Although not talked about much, domestic violence is a serious public health problem.
About one in three women have been physically abused by an intimate partner.
A woman is assaulted or beaten in the U.S. every nine seconds.
Divorce can be a very scary time for women who are victims of domestic abuse.
Their husbands’ anger may escalate, and it may be the first time these women stand up to their husbands’ control and abuse. They may be afraid for their physical safety and their finances in the future.
A husband’s violent behavior in the past can make a big difference in divorce proceedings.
Someone who has a history of domestic violence is unlikely to receive custody of the children.

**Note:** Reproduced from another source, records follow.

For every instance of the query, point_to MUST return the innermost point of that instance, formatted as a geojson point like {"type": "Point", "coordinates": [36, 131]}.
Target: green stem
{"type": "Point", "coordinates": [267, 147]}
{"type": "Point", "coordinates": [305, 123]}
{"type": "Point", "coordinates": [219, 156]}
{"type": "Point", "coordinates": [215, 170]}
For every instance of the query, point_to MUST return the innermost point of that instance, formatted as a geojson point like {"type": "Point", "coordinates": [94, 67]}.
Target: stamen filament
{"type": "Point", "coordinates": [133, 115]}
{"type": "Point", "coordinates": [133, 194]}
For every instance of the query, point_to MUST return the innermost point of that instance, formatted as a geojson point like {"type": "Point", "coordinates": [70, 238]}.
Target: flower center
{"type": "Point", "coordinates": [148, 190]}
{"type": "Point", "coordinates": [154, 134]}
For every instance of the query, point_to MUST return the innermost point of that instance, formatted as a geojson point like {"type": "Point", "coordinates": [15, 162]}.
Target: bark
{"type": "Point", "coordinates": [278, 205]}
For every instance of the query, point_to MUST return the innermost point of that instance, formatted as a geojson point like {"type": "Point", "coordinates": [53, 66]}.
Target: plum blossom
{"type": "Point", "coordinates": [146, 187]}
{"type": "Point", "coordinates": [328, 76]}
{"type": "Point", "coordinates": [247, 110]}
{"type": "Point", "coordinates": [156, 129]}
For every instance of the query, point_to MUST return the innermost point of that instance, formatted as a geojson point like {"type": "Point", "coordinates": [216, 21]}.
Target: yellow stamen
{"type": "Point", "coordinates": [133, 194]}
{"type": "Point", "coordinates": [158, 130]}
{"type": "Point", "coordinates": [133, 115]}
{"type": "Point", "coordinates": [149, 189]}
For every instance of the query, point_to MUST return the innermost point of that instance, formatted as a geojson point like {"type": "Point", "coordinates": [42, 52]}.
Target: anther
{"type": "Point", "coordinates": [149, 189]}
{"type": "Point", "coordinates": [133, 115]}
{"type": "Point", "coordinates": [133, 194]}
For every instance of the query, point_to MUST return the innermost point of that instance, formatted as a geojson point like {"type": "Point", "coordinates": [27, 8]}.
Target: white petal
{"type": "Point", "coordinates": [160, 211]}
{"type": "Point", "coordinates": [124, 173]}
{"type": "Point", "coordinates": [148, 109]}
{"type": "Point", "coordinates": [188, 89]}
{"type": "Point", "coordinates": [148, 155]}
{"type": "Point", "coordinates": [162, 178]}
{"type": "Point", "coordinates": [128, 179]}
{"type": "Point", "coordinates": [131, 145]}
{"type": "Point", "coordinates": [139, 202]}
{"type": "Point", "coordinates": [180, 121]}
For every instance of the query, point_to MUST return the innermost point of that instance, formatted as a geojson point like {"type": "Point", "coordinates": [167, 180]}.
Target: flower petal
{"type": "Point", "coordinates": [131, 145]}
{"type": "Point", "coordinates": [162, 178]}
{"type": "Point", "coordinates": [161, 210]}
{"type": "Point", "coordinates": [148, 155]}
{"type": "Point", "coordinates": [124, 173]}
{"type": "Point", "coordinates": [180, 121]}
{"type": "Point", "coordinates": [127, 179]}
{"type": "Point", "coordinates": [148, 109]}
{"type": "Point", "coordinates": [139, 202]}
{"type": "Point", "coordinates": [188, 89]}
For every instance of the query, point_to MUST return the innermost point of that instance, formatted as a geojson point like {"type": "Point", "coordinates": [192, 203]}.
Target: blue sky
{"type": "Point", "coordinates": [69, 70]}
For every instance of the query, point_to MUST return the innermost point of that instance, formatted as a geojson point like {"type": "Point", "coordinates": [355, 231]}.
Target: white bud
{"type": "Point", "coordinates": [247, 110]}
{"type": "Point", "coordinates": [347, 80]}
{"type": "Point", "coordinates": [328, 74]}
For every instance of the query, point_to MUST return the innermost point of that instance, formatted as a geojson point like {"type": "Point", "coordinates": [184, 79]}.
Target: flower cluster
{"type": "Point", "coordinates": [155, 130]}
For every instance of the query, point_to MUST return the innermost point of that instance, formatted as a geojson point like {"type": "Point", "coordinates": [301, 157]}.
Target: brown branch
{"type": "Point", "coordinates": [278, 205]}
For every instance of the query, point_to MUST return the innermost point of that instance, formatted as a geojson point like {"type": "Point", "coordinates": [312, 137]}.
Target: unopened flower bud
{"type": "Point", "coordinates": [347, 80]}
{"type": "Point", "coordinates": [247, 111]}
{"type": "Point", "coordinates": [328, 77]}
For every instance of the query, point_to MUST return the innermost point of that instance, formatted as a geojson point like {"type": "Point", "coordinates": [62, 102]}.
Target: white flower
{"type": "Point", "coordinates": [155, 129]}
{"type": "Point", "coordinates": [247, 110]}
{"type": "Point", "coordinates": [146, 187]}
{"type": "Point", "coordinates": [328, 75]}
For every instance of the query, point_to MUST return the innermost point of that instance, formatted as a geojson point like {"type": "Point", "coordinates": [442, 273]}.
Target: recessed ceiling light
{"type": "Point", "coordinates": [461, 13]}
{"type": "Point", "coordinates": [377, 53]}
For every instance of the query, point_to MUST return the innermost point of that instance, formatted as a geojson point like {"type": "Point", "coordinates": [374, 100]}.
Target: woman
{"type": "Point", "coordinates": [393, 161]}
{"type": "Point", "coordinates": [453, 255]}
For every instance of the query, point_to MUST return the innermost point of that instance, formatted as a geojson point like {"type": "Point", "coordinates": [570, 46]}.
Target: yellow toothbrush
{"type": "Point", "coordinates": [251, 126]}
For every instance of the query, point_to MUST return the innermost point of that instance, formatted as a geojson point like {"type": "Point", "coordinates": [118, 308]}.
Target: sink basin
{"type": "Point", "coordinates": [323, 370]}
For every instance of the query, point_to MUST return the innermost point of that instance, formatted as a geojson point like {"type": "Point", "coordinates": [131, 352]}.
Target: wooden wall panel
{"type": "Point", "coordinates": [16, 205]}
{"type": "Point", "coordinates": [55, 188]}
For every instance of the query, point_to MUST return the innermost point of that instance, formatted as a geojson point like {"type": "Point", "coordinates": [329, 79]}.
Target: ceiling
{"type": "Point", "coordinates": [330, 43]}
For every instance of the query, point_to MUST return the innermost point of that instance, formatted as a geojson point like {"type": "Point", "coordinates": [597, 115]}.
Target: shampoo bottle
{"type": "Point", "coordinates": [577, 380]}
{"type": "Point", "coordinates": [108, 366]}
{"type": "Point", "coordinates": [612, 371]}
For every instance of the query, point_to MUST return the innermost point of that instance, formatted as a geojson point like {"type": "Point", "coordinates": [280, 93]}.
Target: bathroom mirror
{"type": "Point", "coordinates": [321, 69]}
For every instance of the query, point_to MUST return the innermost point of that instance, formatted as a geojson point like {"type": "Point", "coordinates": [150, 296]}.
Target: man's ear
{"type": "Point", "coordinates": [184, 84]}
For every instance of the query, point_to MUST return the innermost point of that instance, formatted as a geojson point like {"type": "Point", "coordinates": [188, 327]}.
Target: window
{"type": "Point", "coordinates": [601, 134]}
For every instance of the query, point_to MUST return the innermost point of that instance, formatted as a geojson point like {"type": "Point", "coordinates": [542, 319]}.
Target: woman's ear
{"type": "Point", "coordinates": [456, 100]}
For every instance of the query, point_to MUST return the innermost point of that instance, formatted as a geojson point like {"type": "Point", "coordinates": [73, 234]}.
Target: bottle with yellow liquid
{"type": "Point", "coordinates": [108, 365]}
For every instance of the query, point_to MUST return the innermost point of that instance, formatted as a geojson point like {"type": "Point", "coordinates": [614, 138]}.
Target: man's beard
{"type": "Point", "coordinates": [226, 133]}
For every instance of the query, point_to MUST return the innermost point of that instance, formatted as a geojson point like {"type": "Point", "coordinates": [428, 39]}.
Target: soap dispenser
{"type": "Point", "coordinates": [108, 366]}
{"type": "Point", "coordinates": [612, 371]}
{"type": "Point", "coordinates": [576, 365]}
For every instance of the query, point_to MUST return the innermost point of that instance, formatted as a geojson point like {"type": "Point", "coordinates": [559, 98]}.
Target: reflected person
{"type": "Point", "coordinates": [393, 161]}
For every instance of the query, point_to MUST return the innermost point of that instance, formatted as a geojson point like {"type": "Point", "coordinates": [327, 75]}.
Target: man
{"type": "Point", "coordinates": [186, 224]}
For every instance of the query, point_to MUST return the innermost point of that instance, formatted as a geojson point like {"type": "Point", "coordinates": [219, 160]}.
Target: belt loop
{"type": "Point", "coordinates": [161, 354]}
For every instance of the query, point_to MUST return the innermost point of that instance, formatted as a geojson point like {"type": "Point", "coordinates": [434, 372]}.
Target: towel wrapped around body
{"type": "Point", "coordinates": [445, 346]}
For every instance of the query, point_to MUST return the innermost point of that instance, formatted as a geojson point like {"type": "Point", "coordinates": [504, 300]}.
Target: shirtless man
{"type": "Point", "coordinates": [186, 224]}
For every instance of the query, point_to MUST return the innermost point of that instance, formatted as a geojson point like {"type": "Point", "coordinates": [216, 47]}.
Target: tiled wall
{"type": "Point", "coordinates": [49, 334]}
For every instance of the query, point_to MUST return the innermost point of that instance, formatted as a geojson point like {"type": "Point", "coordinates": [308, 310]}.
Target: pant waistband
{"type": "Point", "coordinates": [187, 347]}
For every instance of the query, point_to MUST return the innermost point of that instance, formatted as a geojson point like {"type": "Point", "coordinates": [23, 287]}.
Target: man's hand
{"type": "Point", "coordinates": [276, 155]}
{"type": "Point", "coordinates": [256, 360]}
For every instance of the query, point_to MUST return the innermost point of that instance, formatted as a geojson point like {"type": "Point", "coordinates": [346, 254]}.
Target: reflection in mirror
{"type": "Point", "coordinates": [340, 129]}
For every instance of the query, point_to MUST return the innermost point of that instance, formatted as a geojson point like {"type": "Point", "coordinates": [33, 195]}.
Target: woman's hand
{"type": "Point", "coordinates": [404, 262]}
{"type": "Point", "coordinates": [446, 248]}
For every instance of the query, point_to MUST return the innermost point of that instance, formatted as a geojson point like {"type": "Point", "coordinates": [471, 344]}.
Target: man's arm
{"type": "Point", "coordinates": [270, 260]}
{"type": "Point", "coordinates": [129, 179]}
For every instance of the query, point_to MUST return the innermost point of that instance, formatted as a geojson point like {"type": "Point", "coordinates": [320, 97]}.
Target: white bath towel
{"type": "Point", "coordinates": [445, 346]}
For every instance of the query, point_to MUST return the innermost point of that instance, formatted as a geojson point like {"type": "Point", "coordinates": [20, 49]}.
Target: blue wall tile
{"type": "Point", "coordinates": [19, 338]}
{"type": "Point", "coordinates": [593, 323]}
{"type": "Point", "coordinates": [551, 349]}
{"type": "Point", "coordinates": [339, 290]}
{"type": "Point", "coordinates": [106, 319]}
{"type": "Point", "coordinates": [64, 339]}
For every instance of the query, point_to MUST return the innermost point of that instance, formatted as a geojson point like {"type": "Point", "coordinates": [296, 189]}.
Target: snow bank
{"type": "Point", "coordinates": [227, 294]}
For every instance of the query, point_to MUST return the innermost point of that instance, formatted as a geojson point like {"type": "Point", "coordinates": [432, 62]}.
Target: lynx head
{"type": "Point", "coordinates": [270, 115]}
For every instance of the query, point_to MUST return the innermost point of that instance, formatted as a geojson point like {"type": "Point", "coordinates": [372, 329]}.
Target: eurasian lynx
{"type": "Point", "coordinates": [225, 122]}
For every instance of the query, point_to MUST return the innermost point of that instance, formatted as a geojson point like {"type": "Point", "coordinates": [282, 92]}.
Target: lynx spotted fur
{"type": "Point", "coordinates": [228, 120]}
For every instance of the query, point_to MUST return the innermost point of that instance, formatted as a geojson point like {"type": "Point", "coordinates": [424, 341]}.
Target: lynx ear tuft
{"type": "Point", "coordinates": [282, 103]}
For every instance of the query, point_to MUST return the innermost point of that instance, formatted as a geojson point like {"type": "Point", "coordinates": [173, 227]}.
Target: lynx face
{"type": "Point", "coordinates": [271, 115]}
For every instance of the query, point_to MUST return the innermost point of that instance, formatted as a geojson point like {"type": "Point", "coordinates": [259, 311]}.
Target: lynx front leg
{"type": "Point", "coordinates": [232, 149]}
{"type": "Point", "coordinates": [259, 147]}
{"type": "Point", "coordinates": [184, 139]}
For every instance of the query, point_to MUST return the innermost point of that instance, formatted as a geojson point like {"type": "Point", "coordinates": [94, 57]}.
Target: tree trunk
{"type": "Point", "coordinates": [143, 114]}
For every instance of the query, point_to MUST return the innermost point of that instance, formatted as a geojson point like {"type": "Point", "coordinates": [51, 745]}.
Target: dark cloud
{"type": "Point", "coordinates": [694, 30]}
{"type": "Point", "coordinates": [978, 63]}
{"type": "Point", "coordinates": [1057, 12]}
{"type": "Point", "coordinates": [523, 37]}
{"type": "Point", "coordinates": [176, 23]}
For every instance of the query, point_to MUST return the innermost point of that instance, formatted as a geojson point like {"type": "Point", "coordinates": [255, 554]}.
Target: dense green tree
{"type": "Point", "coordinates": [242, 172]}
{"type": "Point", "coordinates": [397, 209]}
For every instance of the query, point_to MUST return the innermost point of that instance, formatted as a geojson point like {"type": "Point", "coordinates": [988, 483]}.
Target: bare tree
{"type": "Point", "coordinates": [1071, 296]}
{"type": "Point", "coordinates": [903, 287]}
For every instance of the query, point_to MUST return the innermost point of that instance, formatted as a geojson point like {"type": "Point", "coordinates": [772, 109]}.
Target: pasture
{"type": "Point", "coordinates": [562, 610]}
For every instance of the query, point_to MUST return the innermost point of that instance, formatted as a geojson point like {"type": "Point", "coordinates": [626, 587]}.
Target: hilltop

The wife may need to take out an order of protection, depending on the level of abuse and the circumstances.
If the husband has prevented the wife from working during the marriage, which is common in many abusive situations, the wife’s alimony award could be significantly increased.
If you are in an abusive relationship, do not let your fear about your financial future or fears for your physical safety stop you from leaving.
Call a domestic abuse hotline, or create a safety plan for leaving the abusive relationship.
You should also speak with an attorney about your legal options for leaving the marriage.
If you file for divorce, you can ask for temporary alimony, child support, and temporary custody of the home, which will allow you to get financially on your feet again.